We studied associations between DNA methylation in four brain tissues and Parkinson’s disease and identified associations in two regions, only one of which is located near previously robustly identified disease-associated genetic variants. We are able to replicate the association in one of these regions based on direct measurements of DNAm in substantia nigra of cases with Parkinson’s disease and controls. However, because the replication size was modest, it would be desirable to perform further confirmatory replications in other well-powered cohorts. Despite this, it is worth highlighting that a standard GWAS meta-analysis applied to our data did not yield any significant associations near the identified CpG site on chromosome 16. This illustrates the potential of imputation approaches to identify novel associations. Considering the five sites upstream of the MAPT locus, failure to replicate for the three tested candidates could be a consequence of the lower power of the replication study. In particular, we may compare MAPT with other robustly reported Parkinson’s disease-associated regions, like, e.g., the regions around SNCA and HLA on chromosomes 4 and 6, respectively (Hamza et al. 2010; Nalls et al. 2014), both of which contained significant associations in our GWAS meta-analysis. DNAm sites located in close proximity to these regions did not reach significance. Taken together with the specificity of the association with DNAm, as confirmed by the specificity P-values, this suggests that the observed associations at MAPT are not a consequence of an underlying enrichment of generic disease-associated markers in cis with the DNAm sites. Rather we may speculate about the role of DNAm in mediating the effects of genetic variation at the MAPT locus, noting that the distance between genetic marker and DNAm site is consistent with previous suggestions of DNAm as an intermediate of a genetic effect (Liu et al. 2013, 2014).

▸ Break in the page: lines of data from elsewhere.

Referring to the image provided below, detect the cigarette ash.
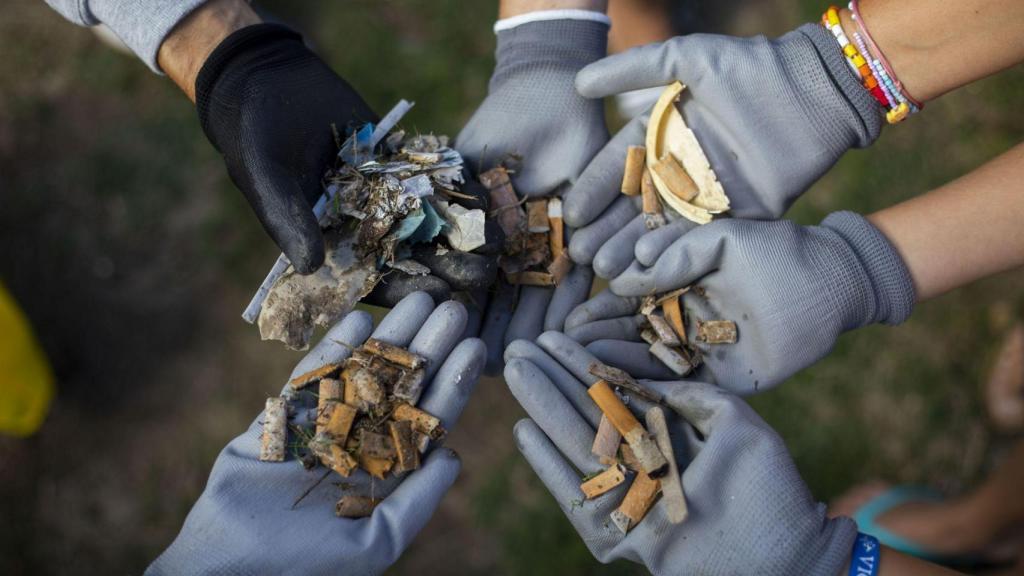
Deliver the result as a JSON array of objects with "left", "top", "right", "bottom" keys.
[
  {"left": 260, "top": 338, "right": 445, "bottom": 518},
  {"left": 243, "top": 100, "right": 486, "bottom": 349},
  {"left": 622, "top": 82, "right": 729, "bottom": 230}
]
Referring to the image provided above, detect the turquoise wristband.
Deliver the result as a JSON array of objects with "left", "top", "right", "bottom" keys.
[{"left": 850, "top": 533, "right": 882, "bottom": 576}]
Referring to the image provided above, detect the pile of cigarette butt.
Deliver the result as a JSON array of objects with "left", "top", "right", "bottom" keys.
[
  {"left": 640, "top": 286, "right": 737, "bottom": 376},
  {"left": 260, "top": 338, "right": 445, "bottom": 518},
  {"left": 580, "top": 363, "right": 687, "bottom": 534},
  {"left": 622, "top": 82, "right": 729, "bottom": 230},
  {"left": 242, "top": 100, "right": 487, "bottom": 349},
  {"left": 480, "top": 166, "right": 572, "bottom": 286}
]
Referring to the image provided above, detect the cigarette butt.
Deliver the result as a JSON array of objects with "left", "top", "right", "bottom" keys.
[
  {"left": 334, "top": 494, "right": 380, "bottom": 518},
  {"left": 391, "top": 368, "right": 427, "bottom": 404},
  {"left": 650, "top": 341, "right": 693, "bottom": 376},
  {"left": 662, "top": 296, "right": 686, "bottom": 344},
  {"left": 611, "top": 471, "right": 662, "bottom": 534},
  {"left": 288, "top": 364, "right": 341, "bottom": 390},
  {"left": 580, "top": 464, "right": 626, "bottom": 500},
  {"left": 361, "top": 338, "right": 427, "bottom": 370},
  {"left": 622, "top": 146, "right": 647, "bottom": 196},
  {"left": 310, "top": 439, "right": 359, "bottom": 478},
  {"left": 548, "top": 251, "right": 572, "bottom": 286},
  {"left": 505, "top": 272, "right": 555, "bottom": 286},
  {"left": 590, "top": 414, "right": 623, "bottom": 466},
  {"left": 647, "top": 314, "right": 682, "bottom": 346},
  {"left": 391, "top": 404, "right": 444, "bottom": 440},
  {"left": 588, "top": 380, "right": 669, "bottom": 478},
  {"left": 526, "top": 198, "right": 551, "bottom": 234},
  {"left": 646, "top": 406, "right": 689, "bottom": 524},
  {"left": 259, "top": 398, "right": 288, "bottom": 462},
  {"left": 387, "top": 420, "right": 420, "bottom": 474},
  {"left": 548, "top": 198, "right": 565, "bottom": 258},
  {"left": 696, "top": 320, "right": 736, "bottom": 344},
  {"left": 324, "top": 402, "right": 358, "bottom": 444},
  {"left": 650, "top": 154, "right": 700, "bottom": 202},
  {"left": 316, "top": 378, "right": 343, "bottom": 434}
]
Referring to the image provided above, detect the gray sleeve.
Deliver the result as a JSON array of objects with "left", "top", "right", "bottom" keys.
[{"left": 46, "top": 0, "right": 207, "bottom": 74}]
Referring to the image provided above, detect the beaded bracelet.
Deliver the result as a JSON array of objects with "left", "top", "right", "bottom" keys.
[{"left": 821, "top": 0, "right": 921, "bottom": 124}]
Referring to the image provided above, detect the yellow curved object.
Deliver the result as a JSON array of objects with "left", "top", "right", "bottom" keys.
[{"left": 0, "top": 284, "right": 54, "bottom": 437}]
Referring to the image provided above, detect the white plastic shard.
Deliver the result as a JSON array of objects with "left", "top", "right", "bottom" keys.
[
  {"left": 242, "top": 99, "right": 415, "bottom": 324},
  {"left": 645, "top": 82, "right": 729, "bottom": 224},
  {"left": 436, "top": 201, "right": 487, "bottom": 252}
]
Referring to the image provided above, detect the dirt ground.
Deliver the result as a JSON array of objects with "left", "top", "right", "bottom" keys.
[{"left": 0, "top": 0, "right": 1024, "bottom": 575}]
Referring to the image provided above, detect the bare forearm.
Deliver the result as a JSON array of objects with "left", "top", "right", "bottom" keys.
[
  {"left": 868, "top": 145, "right": 1024, "bottom": 300},
  {"left": 498, "top": 0, "right": 608, "bottom": 18},
  {"left": 157, "top": 0, "right": 260, "bottom": 101},
  {"left": 841, "top": 0, "right": 1024, "bottom": 100}
]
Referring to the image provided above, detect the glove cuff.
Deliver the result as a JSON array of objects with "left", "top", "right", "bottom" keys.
[
  {"left": 782, "top": 24, "right": 883, "bottom": 151},
  {"left": 196, "top": 24, "right": 306, "bottom": 145},
  {"left": 821, "top": 211, "right": 915, "bottom": 326},
  {"left": 489, "top": 19, "right": 608, "bottom": 92}
]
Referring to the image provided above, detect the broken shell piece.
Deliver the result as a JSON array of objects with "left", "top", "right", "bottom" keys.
[
  {"left": 621, "top": 146, "right": 647, "bottom": 196},
  {"left": 650, "top": 341, "right": 693, "bottom": 376},
  {"left": 437, "top": 202, "right": 487, "bottom": 252},
  {"left": 548, "top": 252, "right": 572, "bottom": 286},
  {"left": 587, "top": 380, "right": 669, "bottom": 477},
  {"left": 259, "top": 398, "right": 288, "bottom": 462},
  {"left": 580, "top": 464, "right": 626, "bottom": 500},
  {"left": 288, "top": 363, "right": 342, "bottom": 389},
  {"left": 611, "top": 471, "right": 662, "bottom": 534},
  {"left": 650, "top": 154, "right": 698, "bottom": 202},
  {"left": 696, "top": 320, "right": 736, "bottom": 344},
  {"left": 334, "top": 494, "right": 380, "bottom": 518}
]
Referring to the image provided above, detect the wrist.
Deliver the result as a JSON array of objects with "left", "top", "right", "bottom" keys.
[{"left": 157, "top": 0, "right": 261, "bottom": 101}]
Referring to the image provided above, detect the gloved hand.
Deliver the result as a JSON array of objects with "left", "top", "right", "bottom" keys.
[
  {"left": 456, "top": 14, "right": 608, "bottom": 373},
  {"left": 565, "top": 24, "right": 882, "bottom": 279},
  {"left": 565, "top": 212, "right": 914, "bottom": 395},
  {"left": 505, "top": 333, "right": 857, "bottom": 576},
  {"left": 146, "top": 292, "right": 485, "bottom": 575}
]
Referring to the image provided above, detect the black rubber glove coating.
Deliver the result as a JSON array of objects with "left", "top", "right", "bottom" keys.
[{"left": 196, "top": 24, "right": 377, "bottom": 274}]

A challenge in the analysis of multiple phenotypes in observational data is the assignment of causality. While the chosen terminology of intermediate and ultimate phenotype might suggest a causal chain from genotype to intermediate to ultimate phenotype, it is important to note that we cannot distinguish between correlation and causation, and the direction thereof, in identified associations between intermediate and ultimate phenotypes. However, an important advantage of the imputation framework arises when applied to case–control data. Specifically, although we cannot discern causality, we may gain information concerning whether changes in cell phenotypes are an antecedent or a consequence of disease. This question, which cannot be addressed using a typical case–control design, is important for the construction of individualized disease risk predictors. Using an imputation methodology can help identify predictive associations, i.e., differences in DNAm that predict disease risk. In particular, imputation may be used to establish whether associations identified in a standard case–control epigenome wide association study are predictive. To this end we may test for association of imputed rather than observed values at these sites. Provided these imputations are based on estimates obtained from a separate random sample of the population, they will be independent of disease status. Thus a significant association for imputed values provides evidence for the predictive nature of the changes found in the observed data. In our particular case we hypothesize that the association at cg10917602 is an antecedent of Parkinson’s disease, and a closer examination of methylation in this region as part of a prospective study could lead to the development of a marker for Parkinson’s disease risk and establish the causal nature of these changes.